Re: When can we make Squid using multi-CPU? from Adrian Chadd on 2009-01-05 (squid-dev)

From: Adrian Chadd <adrian_at_squid-cache.org>
Date: Mon, 5 Jan 2009 11:48:28 -0500

I've been looking into what would be needed to thread squid as part of
my cacheboy squid-2 fork.

Basically, I've been working on breaking out a bunch of the core code
into libraries, which I can then check and verify are thread-safe. I
can then use these bits in threaded code.

My first goal was probably to break out the ACL and internal URL
rewriter code into threads, but the current use of the callback data
setup in Squid makes passing cbdata pointers into other threads quite
uhm, "tricky".

The basic problem is that although a given chunk of memory backing a
cbdata pointer will remain valid for as long as the reference exists,
the -data itself- may not be valid at any point.
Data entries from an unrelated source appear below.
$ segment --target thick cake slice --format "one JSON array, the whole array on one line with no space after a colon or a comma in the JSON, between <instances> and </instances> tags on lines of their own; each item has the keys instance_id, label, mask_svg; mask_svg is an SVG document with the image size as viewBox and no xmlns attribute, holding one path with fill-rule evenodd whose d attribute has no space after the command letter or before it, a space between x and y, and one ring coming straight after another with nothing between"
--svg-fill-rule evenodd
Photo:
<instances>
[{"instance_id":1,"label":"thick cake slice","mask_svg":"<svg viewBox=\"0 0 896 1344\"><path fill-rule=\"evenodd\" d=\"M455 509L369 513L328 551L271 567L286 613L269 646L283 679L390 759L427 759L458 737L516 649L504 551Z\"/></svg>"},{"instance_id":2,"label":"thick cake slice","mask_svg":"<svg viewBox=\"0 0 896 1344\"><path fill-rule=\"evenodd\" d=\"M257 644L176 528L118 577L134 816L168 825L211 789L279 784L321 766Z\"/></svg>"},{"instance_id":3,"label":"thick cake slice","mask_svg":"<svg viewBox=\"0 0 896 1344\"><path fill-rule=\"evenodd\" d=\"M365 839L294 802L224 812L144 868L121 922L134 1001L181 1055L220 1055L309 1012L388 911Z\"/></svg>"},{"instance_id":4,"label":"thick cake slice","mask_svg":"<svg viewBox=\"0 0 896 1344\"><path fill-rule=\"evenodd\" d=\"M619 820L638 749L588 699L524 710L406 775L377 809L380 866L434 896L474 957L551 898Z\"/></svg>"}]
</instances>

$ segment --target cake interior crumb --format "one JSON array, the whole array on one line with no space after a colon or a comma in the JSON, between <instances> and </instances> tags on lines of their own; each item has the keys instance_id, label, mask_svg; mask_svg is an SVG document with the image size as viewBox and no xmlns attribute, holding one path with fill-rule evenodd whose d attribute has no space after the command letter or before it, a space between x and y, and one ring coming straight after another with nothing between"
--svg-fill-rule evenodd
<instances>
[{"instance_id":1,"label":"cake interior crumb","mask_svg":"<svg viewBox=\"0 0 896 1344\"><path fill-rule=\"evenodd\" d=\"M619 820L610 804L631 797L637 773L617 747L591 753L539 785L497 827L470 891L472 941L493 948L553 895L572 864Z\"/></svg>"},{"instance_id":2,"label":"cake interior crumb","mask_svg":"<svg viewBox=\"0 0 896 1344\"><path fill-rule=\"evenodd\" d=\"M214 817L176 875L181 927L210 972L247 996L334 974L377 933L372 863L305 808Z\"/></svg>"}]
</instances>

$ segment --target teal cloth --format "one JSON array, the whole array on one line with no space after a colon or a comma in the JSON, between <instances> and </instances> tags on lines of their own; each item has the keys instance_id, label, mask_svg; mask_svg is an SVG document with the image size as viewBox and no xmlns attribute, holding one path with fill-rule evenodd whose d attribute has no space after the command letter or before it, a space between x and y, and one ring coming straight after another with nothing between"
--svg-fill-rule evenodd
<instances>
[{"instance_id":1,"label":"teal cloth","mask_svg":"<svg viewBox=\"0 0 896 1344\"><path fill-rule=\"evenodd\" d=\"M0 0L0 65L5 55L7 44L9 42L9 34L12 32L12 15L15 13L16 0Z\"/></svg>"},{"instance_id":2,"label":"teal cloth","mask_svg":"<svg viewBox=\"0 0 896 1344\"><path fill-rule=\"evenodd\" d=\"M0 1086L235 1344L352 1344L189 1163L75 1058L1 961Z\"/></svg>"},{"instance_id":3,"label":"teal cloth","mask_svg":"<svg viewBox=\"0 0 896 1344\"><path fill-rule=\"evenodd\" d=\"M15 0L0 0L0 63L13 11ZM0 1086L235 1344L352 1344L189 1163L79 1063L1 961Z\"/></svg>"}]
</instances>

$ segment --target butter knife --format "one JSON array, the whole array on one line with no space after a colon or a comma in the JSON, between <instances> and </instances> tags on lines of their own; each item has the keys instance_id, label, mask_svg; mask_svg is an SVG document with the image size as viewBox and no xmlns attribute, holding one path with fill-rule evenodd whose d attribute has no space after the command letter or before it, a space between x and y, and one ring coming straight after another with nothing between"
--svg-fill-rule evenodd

So if thread A
creates a cbdata pointer and passes it into thread B to do something
(say an ACL lookup), there's no way (at the moment) for thread B to
guarantee at any/all points during its execution that the data in B
will stay valid without a whole lot of pissing around with locking,
which I'd absolutely like to avoid doing in a high performance network
application even the apparent wonderful performance current hardware
has w/ lots of locking. :)

So for the time being, I'm looking at what would be needed for a basic
inter-thread "batch" event/callback message queue, sort of like
AsyncCalls in squid-3 but minus 100% of the legacy cruft; and then
I'll see what kind of tasks can be pushed out to the threads.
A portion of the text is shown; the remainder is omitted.